This morning as I speculated that Obama’s arrogance might lead to enduring Republican majorities, I anticipated a followup post, indicating that two perceptive psephologists offer an opposing view. In setting up his point, Barone distinguishes “periods of trench warfare politics and periods of open field politics“:
Periods of trench warfare politics are times when the lines of political conflict remain relatively fixed, with little change in partisan preference or issue focus. Periods of open field politics are when the lines of political conflict oscillate wildly, with vast changes in partisan preference and issue focus.
Calling this an era of “open field politics,” the sage statistician contends “it’s possible that this year’s Republican percentages will prove to be no more permanent than I believe the 2006–2008 Democratic percentages will have been proven to be.”
It is my strong belief that 2010 is not going to be a “realigning” election. This is not an electorate that is rediscovering its long-lost Republicanism. It is a frustrated, angry electorate turning back to the GOP simply because there are only two parties to choose from.

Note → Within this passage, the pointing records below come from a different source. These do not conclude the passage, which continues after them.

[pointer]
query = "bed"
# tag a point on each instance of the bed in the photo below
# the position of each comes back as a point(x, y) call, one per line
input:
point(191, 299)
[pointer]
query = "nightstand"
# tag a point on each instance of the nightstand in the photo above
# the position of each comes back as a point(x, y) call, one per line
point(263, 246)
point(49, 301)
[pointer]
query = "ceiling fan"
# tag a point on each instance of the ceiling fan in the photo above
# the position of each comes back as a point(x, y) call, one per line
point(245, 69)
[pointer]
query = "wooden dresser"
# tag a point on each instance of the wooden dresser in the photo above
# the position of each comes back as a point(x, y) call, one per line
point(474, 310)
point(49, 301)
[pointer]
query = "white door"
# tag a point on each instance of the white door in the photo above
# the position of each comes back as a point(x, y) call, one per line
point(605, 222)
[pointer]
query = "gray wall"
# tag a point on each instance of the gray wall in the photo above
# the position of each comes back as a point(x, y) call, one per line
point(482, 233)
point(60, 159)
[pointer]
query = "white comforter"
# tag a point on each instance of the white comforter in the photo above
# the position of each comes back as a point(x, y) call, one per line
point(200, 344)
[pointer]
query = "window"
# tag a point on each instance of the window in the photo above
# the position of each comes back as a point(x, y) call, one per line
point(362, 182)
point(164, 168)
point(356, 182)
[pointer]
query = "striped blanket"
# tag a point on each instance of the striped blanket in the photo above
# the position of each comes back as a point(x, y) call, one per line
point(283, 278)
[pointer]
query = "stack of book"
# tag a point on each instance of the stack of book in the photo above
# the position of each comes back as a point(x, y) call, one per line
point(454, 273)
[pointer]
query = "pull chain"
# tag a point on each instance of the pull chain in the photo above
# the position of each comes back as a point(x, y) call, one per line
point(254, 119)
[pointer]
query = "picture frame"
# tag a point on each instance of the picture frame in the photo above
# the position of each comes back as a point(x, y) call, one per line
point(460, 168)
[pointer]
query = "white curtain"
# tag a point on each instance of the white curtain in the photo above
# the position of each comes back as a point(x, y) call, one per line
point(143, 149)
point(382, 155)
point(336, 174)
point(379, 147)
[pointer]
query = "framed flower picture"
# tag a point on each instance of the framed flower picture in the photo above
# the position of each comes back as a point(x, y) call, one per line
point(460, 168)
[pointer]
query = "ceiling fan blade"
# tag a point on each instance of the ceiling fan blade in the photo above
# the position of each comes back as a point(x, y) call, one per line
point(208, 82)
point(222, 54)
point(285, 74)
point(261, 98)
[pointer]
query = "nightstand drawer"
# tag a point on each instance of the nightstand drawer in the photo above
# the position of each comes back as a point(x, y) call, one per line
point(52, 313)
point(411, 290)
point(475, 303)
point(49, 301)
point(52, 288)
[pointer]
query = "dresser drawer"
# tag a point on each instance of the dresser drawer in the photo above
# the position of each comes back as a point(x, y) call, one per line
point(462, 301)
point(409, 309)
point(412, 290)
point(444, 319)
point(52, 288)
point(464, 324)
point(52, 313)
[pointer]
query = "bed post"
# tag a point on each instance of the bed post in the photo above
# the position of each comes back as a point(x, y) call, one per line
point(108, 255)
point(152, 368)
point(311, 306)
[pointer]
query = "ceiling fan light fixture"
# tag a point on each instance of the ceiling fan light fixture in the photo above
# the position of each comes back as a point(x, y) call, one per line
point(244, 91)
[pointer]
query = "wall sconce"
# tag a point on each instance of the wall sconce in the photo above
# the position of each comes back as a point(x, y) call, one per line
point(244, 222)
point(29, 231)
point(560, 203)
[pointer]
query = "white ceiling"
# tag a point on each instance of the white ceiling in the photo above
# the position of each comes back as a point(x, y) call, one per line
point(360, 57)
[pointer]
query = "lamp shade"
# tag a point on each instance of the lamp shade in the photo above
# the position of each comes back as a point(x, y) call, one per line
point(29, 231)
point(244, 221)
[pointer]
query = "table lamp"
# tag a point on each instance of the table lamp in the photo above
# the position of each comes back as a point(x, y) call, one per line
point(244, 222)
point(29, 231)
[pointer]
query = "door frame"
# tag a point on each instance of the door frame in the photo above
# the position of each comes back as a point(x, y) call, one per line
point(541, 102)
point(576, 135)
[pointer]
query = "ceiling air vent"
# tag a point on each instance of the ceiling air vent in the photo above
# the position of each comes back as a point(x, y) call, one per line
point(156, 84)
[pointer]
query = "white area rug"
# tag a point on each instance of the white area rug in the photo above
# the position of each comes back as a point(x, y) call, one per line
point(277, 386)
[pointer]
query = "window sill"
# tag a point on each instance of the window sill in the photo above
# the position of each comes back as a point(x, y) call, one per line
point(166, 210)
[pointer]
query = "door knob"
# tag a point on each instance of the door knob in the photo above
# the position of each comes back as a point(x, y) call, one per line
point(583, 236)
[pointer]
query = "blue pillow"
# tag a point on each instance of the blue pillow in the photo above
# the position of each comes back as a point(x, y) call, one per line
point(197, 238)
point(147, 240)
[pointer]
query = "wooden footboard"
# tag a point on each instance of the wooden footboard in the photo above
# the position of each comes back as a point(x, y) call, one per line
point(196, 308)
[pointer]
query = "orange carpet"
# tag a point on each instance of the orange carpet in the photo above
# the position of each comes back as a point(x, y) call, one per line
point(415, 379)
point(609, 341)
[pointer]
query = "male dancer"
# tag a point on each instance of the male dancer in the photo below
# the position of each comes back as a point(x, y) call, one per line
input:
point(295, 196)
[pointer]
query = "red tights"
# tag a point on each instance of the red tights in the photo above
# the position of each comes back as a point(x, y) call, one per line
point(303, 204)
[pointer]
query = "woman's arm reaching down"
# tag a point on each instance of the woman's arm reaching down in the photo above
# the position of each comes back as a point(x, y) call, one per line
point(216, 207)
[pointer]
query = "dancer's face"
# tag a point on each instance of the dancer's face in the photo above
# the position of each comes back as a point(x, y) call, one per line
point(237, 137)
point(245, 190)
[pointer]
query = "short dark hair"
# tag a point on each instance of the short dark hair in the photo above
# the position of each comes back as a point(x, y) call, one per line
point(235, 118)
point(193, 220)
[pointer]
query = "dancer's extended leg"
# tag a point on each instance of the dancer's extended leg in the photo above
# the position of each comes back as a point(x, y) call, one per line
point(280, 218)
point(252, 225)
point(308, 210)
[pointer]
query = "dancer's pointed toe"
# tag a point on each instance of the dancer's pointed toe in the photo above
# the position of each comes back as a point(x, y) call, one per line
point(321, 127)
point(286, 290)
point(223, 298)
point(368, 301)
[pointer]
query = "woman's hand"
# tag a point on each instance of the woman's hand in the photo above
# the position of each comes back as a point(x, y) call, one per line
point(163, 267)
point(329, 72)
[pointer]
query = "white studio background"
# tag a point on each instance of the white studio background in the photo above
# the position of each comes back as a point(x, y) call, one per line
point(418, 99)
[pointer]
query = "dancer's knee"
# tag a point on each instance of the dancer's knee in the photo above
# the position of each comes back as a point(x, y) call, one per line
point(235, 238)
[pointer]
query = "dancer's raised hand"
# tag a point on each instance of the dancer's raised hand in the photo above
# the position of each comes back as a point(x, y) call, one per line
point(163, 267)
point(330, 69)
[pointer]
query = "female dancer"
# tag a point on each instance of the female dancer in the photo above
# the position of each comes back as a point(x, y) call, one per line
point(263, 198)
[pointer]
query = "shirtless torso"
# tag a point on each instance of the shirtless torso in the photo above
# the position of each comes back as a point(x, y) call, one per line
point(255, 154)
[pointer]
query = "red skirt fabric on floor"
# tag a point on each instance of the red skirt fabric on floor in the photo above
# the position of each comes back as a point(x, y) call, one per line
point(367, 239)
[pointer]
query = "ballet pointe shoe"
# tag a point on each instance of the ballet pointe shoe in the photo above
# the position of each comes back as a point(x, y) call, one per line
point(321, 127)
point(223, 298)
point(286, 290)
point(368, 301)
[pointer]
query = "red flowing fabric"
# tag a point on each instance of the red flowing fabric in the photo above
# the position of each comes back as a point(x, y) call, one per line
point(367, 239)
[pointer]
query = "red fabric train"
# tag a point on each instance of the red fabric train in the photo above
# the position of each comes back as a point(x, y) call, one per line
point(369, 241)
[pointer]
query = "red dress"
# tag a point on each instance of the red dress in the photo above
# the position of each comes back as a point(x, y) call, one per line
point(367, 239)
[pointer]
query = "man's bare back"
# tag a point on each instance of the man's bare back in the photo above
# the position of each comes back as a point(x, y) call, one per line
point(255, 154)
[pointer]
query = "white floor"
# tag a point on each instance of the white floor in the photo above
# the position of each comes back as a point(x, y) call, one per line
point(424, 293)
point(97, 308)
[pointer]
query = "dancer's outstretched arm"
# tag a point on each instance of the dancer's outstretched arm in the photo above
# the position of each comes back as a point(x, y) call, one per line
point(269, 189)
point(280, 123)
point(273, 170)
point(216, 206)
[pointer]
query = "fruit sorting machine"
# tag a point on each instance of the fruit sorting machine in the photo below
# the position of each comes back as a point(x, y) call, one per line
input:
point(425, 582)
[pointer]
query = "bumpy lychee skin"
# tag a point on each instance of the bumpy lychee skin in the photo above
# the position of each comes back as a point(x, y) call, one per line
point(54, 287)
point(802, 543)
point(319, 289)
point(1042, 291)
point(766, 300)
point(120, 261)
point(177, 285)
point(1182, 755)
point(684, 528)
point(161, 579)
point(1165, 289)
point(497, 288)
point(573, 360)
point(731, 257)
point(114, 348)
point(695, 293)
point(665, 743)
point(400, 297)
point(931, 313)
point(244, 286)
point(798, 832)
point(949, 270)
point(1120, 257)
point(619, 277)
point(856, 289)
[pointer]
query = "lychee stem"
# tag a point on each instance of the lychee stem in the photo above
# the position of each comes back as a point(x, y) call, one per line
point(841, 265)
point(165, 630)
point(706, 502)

Both men may well be right, but two things could make this a realigning election, a prospect, I believe, Barone accounts for with the cautionary concluding line to his essay, “You don’t know a period of open field politics has been transformed into a period of trench warfare politics until several years after it has happened—or at least so has been my experience.”
If the Republicans of the 112th Congress act like their counterparts in the 104th and don’t backslide as they did in the early Congresses of this century, they could well keep their majorities for the balance of the decade. They would have to eschew earmarks, repeal Obamacare and cut, then hold the line on, domestic spending while promoting real free-market reforms in health care as the fix the congressional budgeting process and find a way to privatize Fannie Mae and Freddie Mac (among other things).
Their task at holding the majority will be complicated if Democrats find a way to appease their left-of-center base and move, à la Bill Clinton, to the center. If the current majority party continues to tack left in favorite of big-government schemes, they’ll find themselves in the minority for a long time. A long time.
Incoming Speaker John Boehner does seem aware of the task ahead of him, having, in recent days, addressed the need for procedural reform and suggested Republicans might have to revisit, if not rewrite the 1974 Budget Act:
That law, passed over the veto of a Watergate-weakened Richard Nixon, further rigged the budget process to abet spending. It killed the President’s impoundment power not to spend money, and it established the annual “budget baseline” that makes spending increases automatic. Thus even a reduction in the amount of spending increase in a program becomes a budget “cut” that special interests can attack.
I have talked to many acquaintances who work in the D.C. think tank world who think the failure of Republican Congresses to overturn that law (or even revisit) was then-majority party’s greatest domestic policy mistake .
If a Speaker Boehner runs the House in the 112th Congress the way Minority Leader Boehner speaks today, we may no longer be in an era of open field politics, but face a new and real realignment favoring the Republicans. For as Barone cautioned, we won’t know if a period of open field politics has been transformed until several years after it happens.
A Speaker speedily tackling reform could provide a clue of that transformation.